The charter, which highlights issues affecting young people and sets out a roadmap for change, will be sent to all members of Parliament and the Senate, as well as to the UN Committee on the Rights of the Child.

As a signatory to the UN Convention on the Rights of the Child, Austin said Canada has a legal responsibility as well as a moral imperative to protect children's rights.

"Yet we know that far too many kids in Canada simply just don't enjoy the protection of their very basic human rights," she said. "We know there are eight million kids in Canada and one-third of them have experienced some form of child abuse, very significant forms of trauma that impact them now and for decades to come.

"We know that one in five kids are living in poverty, that one in five teens have considered suicide in the past year alone."
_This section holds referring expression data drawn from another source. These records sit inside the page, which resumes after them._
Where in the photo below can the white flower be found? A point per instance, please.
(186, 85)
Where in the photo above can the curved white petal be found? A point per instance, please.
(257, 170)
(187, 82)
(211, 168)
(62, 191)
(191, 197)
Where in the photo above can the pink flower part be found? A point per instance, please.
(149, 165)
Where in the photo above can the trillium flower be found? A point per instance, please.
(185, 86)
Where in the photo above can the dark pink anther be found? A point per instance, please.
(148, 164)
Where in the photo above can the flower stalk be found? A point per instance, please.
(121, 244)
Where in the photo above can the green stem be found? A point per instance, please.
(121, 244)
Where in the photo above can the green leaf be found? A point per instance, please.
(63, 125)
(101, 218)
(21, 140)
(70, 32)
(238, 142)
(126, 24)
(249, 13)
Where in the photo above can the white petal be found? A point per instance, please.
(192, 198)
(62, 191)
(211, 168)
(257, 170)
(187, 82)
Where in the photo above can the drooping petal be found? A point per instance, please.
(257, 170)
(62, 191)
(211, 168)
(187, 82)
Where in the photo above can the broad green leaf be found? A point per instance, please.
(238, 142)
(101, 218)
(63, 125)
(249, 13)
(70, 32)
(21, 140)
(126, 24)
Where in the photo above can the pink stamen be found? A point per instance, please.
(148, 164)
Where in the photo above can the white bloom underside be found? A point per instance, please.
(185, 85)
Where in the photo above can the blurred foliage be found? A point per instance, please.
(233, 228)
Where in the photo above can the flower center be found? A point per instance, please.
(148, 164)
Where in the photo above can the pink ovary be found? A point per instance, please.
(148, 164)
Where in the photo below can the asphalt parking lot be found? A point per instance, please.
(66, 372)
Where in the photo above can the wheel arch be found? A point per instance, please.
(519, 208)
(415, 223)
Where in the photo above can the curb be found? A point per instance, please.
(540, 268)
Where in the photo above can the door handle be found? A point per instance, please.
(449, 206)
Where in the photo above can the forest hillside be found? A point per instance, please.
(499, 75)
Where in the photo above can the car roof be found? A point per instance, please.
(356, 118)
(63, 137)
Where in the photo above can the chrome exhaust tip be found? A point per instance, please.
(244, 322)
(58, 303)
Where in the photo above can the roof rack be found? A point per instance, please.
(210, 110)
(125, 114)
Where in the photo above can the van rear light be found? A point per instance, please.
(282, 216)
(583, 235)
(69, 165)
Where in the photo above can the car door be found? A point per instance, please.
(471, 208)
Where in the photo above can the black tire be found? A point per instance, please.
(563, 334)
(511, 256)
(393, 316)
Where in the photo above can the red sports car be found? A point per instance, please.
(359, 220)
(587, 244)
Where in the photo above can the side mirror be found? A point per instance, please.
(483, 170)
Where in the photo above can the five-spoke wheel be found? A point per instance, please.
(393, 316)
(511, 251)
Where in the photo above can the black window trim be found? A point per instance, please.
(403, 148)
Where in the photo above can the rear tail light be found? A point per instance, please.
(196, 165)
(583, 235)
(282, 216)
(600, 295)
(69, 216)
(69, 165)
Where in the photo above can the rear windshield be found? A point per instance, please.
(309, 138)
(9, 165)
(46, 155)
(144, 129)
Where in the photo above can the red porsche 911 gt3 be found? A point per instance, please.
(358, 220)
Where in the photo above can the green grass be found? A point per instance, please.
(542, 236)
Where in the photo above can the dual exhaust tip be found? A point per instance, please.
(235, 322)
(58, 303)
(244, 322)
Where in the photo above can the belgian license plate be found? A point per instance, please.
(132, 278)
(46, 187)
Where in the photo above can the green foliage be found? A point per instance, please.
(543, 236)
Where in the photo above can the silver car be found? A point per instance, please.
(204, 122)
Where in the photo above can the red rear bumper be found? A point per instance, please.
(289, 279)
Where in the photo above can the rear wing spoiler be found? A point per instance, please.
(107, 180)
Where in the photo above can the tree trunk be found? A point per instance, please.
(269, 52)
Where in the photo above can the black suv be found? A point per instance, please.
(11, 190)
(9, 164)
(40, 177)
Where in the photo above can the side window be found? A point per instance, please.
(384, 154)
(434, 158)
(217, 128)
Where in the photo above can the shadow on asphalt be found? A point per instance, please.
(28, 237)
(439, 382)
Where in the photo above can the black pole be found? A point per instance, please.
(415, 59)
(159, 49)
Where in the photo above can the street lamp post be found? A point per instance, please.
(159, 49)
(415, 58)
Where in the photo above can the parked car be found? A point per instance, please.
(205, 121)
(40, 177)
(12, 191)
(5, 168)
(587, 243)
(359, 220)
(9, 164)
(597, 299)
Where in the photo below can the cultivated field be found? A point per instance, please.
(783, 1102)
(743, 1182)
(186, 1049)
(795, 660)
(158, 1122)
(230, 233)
Among the key topics dealt with in the charter is bullying, which Austin called a significant concern for children and youth.
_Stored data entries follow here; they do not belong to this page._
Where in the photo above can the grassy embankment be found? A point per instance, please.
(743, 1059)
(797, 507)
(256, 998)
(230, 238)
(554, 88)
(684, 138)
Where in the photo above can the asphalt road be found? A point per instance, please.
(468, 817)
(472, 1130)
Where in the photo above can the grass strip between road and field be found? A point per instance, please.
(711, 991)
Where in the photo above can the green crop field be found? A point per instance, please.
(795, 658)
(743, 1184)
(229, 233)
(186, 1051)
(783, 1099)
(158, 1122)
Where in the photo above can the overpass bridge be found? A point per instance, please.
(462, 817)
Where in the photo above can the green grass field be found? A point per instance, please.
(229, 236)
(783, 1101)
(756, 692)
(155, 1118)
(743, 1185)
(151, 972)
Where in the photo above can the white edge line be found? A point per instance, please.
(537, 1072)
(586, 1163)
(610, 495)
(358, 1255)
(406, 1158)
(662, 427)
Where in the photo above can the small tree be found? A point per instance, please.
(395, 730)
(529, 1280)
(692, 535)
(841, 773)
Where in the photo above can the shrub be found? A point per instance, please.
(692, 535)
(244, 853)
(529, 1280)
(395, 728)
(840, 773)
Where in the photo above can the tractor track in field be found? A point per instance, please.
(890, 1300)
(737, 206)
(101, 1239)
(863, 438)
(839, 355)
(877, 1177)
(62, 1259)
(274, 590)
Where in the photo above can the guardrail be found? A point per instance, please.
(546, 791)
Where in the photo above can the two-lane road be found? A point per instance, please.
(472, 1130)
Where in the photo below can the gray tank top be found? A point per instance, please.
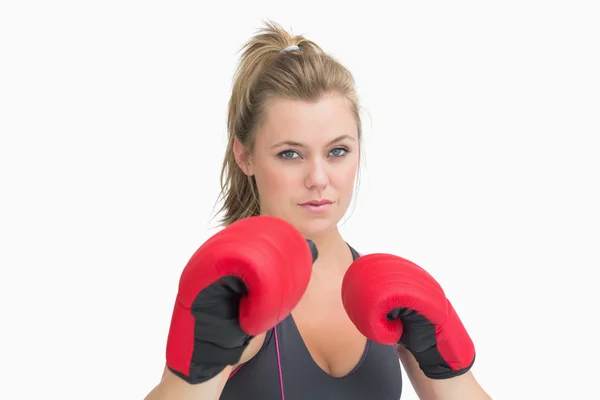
(284, 369)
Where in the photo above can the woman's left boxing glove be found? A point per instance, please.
(241, 282)
(392, 300)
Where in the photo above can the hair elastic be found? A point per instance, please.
(289, 48)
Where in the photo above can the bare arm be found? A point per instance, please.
(172, 387)
(462, 387)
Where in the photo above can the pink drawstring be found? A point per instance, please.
(279, 363)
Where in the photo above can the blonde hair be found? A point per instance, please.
(271, 67)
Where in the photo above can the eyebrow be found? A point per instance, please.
(297, 144)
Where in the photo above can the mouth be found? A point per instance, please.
(316, 203)
(317, 206)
"It certainly came up loud and clear in the consultations that we had with kids across the country," she said, explaining that her organization engaged young people through focus groups, in school and via online forums.

Survey-based research has shown that 15 per cent of Canadian children aged 11 to 15 reported being bullied at least twice in the previous month.
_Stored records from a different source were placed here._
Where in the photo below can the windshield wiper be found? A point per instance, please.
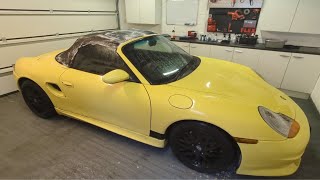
(182, 71)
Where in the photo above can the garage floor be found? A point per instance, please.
(65, 148)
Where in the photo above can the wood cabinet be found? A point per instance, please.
(278, 15)
(221, 52)
(306, 17)
(183, 45)
(302, 73)
(143, 11)
(247, 57)
(272, 66)
(200, 50)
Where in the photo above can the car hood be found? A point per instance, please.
(230, 80)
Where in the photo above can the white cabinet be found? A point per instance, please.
(221, 52)
(302, 73)
(277, 15)
(272, 66)
(247, 57)
(143, 11)
(200, 50)
(183, 45)
(306, 19)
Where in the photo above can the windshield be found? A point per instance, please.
(159, 60)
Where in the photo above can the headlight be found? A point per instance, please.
(282, 124)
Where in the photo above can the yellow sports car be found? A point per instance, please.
(216, 115)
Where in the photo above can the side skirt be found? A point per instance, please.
(118, 130)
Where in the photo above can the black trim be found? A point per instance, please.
(7, 94)
(157, 135)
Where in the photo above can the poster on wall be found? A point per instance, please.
(235, 3)
(234, 16)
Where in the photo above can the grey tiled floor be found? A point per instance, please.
(65, 148)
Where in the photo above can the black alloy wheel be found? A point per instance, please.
(204, 148)
(37, 100)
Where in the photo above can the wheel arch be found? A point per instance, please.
(23, 79)
(230, 137)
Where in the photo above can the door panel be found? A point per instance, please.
(125, 104)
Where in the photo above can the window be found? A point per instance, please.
(98, 60)
(159, 60)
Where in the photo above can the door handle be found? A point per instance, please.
(66, 83)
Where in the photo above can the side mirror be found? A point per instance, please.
(115, 76)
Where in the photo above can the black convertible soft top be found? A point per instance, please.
(109, 39)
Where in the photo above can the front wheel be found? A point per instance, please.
(204, 148)
(37, 100)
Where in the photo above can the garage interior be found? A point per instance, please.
(62, 147)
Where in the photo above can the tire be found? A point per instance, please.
(204, 148)
(37, 100)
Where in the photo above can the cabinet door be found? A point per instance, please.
(221, 52)
(200, 50)
(132, 11)
(247, 57)
(302, 73)
(272, 66)
(184, 46)
(277, 15)
(306, 19)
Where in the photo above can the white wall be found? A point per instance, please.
(203, 12)
(125, 25)
(33, 27)
(315, 96)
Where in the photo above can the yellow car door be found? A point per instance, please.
(125, 104)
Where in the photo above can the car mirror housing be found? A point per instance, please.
(115, 76)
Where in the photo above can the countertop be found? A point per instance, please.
(260, 46)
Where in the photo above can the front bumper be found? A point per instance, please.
(276, 158)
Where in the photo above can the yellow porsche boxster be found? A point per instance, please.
(216, 115)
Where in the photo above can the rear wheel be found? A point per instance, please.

An economic analysis by Children First and the O'Brien Institute for Public Health at the University of Calgary, entitled Raising Canada, suggests the fallout from bullying costs the country $4 billion a year, based on its effects on children's mental health and later reduced productivity as adults.

"Bullying has been a phenomenon that children have experienced for generations, but it's taken on a new dimension through the age of the internet and social media, in particular," Austin said.

Indeed, bullying has been top of mind this week, given the arrest Monday of six students at a Toronto private boys' school over alleged incidents of assault and sexual assault.

Last week, St. Michael's College School expelled eight students and suspended another in connection with an alleged sexual assault in a locker room and another incident that police said involved hazing. Both incidents were captured on video.

Police sources have said the locker room incident involved a group of students pinning down another student and allegedly sexually assaulting him with a broom handle.

Describing the alleged incidents at St. Michael's as "tragic," Austin said they raise questions about what children are learning in their homes and at school.

"How do we work to combat the idea that this somehow was acceptable behaviour?" she said, stressing that children who are victimized need to know that they have the inherent worth and the right to be protected "from all forms of violence."

Eunice Yong of Ottawa, who was a youth host at Tuesday's forum, said she had a discussion with others attending about bullying, an experience "that's very much close to my heart."

"I myself was bullied quite a bit," she said of her years in elementary school, when she was picked on because of her weight.

"I can still hear the whispers of others," the 17-year-old, Grade 12 student said. "'Oh, she's a little bit on the larger size. She's kind of big. It's fun to pick on her."'

But she's come to believe it's not what a person looks like but who they are that matters -- a message she tries to impart to other young people.

"I emphasize to children that there is nothing that sets them apart except their uniqueness and their own personalities. We are all equals, so it doesn't matter about their religion, their ethnicity, their background, their sexuality.

"We're all the same."

Austin said the Children's Charter is meant to highlight the areas where young people's rights are not being protected and it calls on government, the private and charitable sectors, parents, educators and children themselves to work together to bring about change.

Among the issues highlighted in the document:

-- Ensuring children access to local health care, regardless of cost and free from discrimination.

-- Providing mental health education, services and treatment when needed, without stigma.

-- Ending bullying and providing protection from all forms of violence and abuse.

"Our kids are telling us they are struggling with a lot of issues, whether it's poverty, bullying, mental health issues or abuse," said Austin. "They created the charter with the hope that our government will use it as a roadmap to make Canada the best place in the world for kids to grow up."